Wale with Major Lazer, WizKid, and Dua Lipa “My Love” — the Major Lazer VIP Remix specifically — opens because the song is doing the thing the late-2017 rotation kept asking it to do: bridging the rap-radio rotation and the dance-pop crossover and the dancehall-revival side and the slick-pop side in a single track. The collaboration shouldn’t work and it does. The placement at first-track signals the entire rotation’s aesthetic within the first ninety seconds.
The Beaches “Money” follows because the Toronto band’s catalog had quietly been in the group chat’s rotation for half the year. The track is the kind of post-Strokes alt-rock that the genre keeps producing without quite getting credit for, and “Money” is the cut where the band’s catalog clicks into its actual identity. Tash Sultana “Jungle” sits a few tracks in — the Australian one-person-band whose loop-pedal performances had been my favorite YouTube discovery of the year. The studio version captures less of the live energy than the live versions do, but “Jungle” specifically translates.
The Revivalists “Wish I Knew You” was the slow-burn radio hit of the year. The song had been out for over a year before it actually crossed over into mainstream rotation — the kind of track that takes its time finding its audience. By December 2017 the song was inescapable, but the playlist’s placement is honoring the audience it actually had in the group chat, which had been on it from the beginning.
Lauv “Easy Love” is the deliberate-saccharine pop pull that the rotation absolutely commits to. The track is built around the kind of melodic hook that the streaming-era pop catalog kept producing — short, melodic, the kind of song you sing in the shower without remembering where you heard it. The placement is honest about the year’s pop-radio rotation rather than pretending the friend group only listened to the cool stuff.
Busta Rhymes with Vybz Kartel and Tory Lanez “Girlfriend” carries the dancehall-rap-radio crossover. Busta’s catalog had been quietly excellent through the second half of the decade in a way that the streaming-era’s working-rotation has tended to undervalue. The track is doing the thing Busta has always done best — riding a Caribbean rhythm with the kind of vocal velocity that nobody else in the rap canon can quite match.
Foo Fighters “The Sky Is A Neighborhood” is the rock-radio anchor of the rotation. Grohl writes for arenas and the song earns the description — the chorus is the kind of thing you can hear three hundred yards away from a stage. The placement late in the rotation is sequencing the back-third for the post-dinner energy lift.
Jasmine Thompson with Eden Prince “Mad World” — the Eden Prince Remix — is the closer.
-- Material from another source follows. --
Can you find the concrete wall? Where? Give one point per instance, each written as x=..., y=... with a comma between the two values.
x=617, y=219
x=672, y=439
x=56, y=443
The original “Mad World” is a Tears for Fears song from 1982 that Gary Jules covered for the Donnie Darko soundtrack in 2001 and that Adam Lambert covered on American Idol in 2009. The Thompson-and-Eden-Prince version is the dance-floor remix of the Gary Jules cover of the Tears for Fears original. The chain of covers is a small bit of music-history archaeology that the friend group appreciated when I pointed it out.
Thirty-one tracks. About two hours. The right length for a late-December Friday-evening rotation that runs through dinner-prep into the post-dinner kitchen-cleanup, with the music doing the work of being the soundtrack to the year-end texting that the group chat does every Christmas Eve. The replies came back through New Year’s. Some of the friends were arguing about which tracks should have made it, some were sending their own year-end picks, one of them was at his in-laws’ house and texting from the bathroom every twenty minutes about what was playing in the kitchen. The rotation does what it’s supposed to do. That’s the metric.
The December edition was the year’s last formal Kickoff before the holiday hiatus. The friend group’s tradition was that the December edition got texted out on Christmas Eve and the replies ran into New Year’s. The 2017 December tape produced one of the year’s longest reply threads — friends sending their own year-end picks, friends arguing about which songs should have made the cut, friends asking when the next year’s editions would start.